Rousseau a exprimé son souhait de « poser un rapport de force » avec un gouvernement qui n'a pas réagi de manière adéquate, malgré une précédente vague de chaleur survenue en mai. Elle a critiqué le Premier ministre, Sébastien Lecornu, pour ses priorités budgétaires, déclarant : « Il préfère investir 36 milliards pour l’armée au lieu de notre santé », ajoutant que le gouvernement était en mode de « guerre » alors que la population souffre.
Alors que le ministre indiquait que « l'ensemble de la chaîne a tenu », Rousseau a répondu : « Rien n'a fonctionné », évoquant des « coupures d'électricité massives » ainsi que l'incapacité des hôpitaux à absorber les afflux de patients, et des décès dans des logements privé d'assistance. « Le réseau associatif s'est effondré, nous assistons à des tragédies dans les foyers », a-t-elle ajouté.

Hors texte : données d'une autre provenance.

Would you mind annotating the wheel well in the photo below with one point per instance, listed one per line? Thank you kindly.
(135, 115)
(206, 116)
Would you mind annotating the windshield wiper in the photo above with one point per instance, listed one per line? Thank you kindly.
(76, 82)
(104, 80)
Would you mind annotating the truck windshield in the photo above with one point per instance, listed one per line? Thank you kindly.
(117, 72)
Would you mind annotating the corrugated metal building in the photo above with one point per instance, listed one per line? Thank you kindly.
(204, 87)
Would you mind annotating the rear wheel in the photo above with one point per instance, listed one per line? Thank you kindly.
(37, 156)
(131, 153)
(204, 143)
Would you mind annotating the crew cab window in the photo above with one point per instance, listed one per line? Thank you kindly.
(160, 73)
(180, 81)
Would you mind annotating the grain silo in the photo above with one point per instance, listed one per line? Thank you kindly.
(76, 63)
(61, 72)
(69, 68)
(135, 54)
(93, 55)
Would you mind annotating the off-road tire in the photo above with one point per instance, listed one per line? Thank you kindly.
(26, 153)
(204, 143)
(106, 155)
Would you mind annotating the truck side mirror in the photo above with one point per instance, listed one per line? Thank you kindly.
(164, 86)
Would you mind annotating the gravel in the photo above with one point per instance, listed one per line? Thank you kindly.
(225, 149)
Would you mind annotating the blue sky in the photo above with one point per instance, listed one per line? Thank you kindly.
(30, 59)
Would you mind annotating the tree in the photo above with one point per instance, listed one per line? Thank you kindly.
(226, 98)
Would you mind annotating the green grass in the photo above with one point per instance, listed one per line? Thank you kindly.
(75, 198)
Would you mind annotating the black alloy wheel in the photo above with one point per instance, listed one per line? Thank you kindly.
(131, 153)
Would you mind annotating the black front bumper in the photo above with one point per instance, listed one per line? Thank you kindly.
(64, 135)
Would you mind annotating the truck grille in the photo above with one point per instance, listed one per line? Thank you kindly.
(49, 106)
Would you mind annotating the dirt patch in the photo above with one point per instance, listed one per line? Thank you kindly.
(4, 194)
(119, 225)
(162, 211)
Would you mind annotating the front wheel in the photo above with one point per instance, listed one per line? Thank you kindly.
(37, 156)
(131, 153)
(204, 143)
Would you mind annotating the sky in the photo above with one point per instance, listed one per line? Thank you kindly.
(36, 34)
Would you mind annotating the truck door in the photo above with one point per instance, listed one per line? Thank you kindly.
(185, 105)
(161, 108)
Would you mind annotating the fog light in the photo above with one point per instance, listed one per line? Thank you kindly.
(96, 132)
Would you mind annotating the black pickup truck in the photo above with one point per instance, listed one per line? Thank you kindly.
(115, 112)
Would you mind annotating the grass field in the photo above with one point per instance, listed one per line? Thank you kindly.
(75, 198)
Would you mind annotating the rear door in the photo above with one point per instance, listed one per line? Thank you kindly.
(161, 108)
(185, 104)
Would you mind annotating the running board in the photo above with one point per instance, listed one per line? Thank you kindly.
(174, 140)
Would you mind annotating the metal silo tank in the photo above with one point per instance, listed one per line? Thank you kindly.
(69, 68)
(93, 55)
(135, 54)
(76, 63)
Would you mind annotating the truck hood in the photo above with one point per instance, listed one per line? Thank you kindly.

Selon des estimations, la canicule pourrait engendrer jusqu'à « 10.000 morts », bien que Nicolas Revel, directeur général de l'AP-HP, se montre plus optimiste, considérant que le bilan de 2003 (15.000 morts) ne sera pas atteint, tout en anticipant un chiffre supérieur à 5.700, enregistré en 2025.
Parallèlement, Fabien Roussel, le leader des communistes, a également critiqué la situation. Sur BFMTV, il a dénoncé un affaiblissement des services publics, qui peinent à répondre aux missions d’urgence. « La colère gronde face à l’inaction du gouvernement. Les avertissements des climatologues sont ignorés depuis trop longtemps, il est temps d’agir sur nos modes de vie, de consommation et de construire un avenir plus durable », a conclu Roussel.